Si alguna pyme soportó la política cambiaria y fiscal, sorteó la inflación de costos en dólares y se mantuvo razonablemente de pie, las zancadillas normativas se encargaron de voltearla cada vez que pudieron.
Negado como está el Gobierno a flexibilizar cualquier cosa, so pena de reconocer un error y volver sobre sus pasos, la facilitación del comercio exterior es la mayor de las entelequias vernáculas, y pasará a la historia como característica distintiva del Gobierno K.
Y no se trata sólo de tabicar y administrar las importaciones. Las exportaciones generadoras de divisas, aunque sean pocas, tampoco gozan de contemplaciones en el manual oficial de procedimientos.

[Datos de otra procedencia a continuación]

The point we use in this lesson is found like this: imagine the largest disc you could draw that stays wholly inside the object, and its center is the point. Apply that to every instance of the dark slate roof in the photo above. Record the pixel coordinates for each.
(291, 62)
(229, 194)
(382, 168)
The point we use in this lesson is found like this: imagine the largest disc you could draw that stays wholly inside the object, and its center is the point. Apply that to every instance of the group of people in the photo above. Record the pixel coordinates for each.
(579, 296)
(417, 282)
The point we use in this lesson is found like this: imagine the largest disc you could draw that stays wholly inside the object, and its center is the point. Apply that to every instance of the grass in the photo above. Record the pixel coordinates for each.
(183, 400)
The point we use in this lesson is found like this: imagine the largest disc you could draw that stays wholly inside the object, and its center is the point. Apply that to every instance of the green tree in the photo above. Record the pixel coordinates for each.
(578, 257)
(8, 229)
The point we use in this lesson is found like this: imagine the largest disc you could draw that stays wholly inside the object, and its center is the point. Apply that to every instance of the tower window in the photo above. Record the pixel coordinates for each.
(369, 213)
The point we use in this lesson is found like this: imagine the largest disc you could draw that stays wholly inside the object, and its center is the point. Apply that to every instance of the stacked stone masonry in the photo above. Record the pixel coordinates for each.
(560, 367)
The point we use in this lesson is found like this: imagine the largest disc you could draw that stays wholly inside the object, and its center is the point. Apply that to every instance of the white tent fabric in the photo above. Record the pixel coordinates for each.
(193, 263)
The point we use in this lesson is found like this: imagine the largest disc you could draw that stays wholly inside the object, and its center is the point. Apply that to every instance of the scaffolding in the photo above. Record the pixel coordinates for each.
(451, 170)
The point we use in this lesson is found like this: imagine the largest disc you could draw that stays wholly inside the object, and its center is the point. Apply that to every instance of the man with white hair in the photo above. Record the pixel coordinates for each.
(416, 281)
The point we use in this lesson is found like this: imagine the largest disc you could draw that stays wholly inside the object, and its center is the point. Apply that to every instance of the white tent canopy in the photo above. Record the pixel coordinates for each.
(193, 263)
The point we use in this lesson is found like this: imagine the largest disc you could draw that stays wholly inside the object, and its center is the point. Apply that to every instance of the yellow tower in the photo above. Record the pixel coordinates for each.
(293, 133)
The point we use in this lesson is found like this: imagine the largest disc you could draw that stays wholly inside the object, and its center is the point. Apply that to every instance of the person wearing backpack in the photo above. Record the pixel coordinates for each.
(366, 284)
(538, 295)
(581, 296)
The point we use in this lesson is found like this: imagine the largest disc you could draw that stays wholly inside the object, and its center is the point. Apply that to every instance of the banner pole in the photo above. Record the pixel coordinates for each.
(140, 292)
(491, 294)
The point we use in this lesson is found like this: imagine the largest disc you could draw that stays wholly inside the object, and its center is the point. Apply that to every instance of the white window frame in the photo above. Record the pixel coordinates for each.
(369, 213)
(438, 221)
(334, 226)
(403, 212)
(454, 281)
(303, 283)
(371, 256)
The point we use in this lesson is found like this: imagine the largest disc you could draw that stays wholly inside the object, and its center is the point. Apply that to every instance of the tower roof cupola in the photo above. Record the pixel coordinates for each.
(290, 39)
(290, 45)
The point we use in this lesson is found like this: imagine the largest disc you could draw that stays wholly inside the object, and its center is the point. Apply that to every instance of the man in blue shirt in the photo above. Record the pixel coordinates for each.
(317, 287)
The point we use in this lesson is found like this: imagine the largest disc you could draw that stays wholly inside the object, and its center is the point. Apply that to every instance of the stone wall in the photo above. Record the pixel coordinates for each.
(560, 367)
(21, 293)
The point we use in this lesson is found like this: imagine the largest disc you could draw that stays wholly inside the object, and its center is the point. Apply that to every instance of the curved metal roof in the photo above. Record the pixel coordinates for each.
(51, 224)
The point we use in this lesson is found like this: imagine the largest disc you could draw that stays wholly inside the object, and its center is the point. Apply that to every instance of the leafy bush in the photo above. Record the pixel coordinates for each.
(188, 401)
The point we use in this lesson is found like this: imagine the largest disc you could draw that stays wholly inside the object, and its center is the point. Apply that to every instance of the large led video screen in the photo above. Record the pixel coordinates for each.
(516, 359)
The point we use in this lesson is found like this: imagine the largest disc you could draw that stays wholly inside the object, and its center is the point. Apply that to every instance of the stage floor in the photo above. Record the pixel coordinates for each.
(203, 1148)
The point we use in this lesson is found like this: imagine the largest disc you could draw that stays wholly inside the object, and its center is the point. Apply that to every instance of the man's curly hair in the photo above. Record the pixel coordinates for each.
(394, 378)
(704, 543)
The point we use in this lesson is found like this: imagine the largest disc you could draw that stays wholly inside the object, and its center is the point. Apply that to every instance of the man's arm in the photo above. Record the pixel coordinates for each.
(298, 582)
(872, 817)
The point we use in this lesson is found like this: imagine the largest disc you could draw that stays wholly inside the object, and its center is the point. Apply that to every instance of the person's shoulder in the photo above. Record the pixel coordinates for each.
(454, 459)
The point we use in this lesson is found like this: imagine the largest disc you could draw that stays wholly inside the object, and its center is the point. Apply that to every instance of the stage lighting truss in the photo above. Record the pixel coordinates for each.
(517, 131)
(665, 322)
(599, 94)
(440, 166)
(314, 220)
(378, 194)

Este es un ejemplo. Una empresa del interior (que pertenece a un sector que el Gobierno supo promover porque le agrega valor a los granos al convertirlos en proteína animal) cierra un contrato de exportación con un país vecino cuyo cliente se hace cargo del transporte desde la puerta de la fábrica.
Esta pyme tiene en trámite la habilitación de su planta para consolidar mercadería y concretar la exportación. No obstante, los tiempos comerciales obligan a realizar el embarque antes de que el trámite concluya.
La jurisdicción aduanera en la que se encuentra la empresa no tiene depósitos fiscales. Exportar, para esta pyme, significa despachar desde otra aduana. Pero el cliente, que paga el transporte, requiere que el trayecto se realice por determinado paso fronterizo.
El problema es que la Aduana obliga, desde hace un tiempo, a que las exportaciones se despachen desde las aduanas con competencia en el origen de la mercadería.
Limitado por las opciones comerciales, y por las disposiciones del organismo de control, la empresa exportadora solicita que se contemple, provisoriamente y con carácter de excepción, la posibilidad de documentar y exportar desde la planta.
La respuesta que recibió esta pyme, que genera empleo, agrega valor, aporta divisas y es ejemplo del modelo de matriz diversificada con inclusión social fue un elogio a la más pura contradicción e incoherencia: “No”.